In 1829, Egypt's ruler Muhammad Ali offered one obelisk to France as a diplomatic gift. Moving it was a different problem. A custom flat-bottomed barge called the Louxor was built specifically for the job, its dimensions calculated to clear every bridge over the Seine. The obelisk was laid on its side, loaded onto the barge, and transported across the Mediterranean, up the Atlantic coast, and into Paris via the Seine. It arrived in December 1833. It took until 1836 to raise it into place.
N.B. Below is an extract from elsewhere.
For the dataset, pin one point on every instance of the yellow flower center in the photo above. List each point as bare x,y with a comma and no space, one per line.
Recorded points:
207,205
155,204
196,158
King Louis-Philippe chose the Place de la Concorde deliberately. Just decades earlier, that same square had been the site of the guillotine. More than 1,100 people were executed there during the French Revolution, including Louis XVI and Marie Antoinette. A 3,300-year-old piece of Egyptian stone from a pharaoh's temple was, in his view, a more neutral presence than any symbol of the French monarchy.
The twin obelisk never moved. It still stands in front of the Luxor Temple today, in the exact position where Ramses II placed it.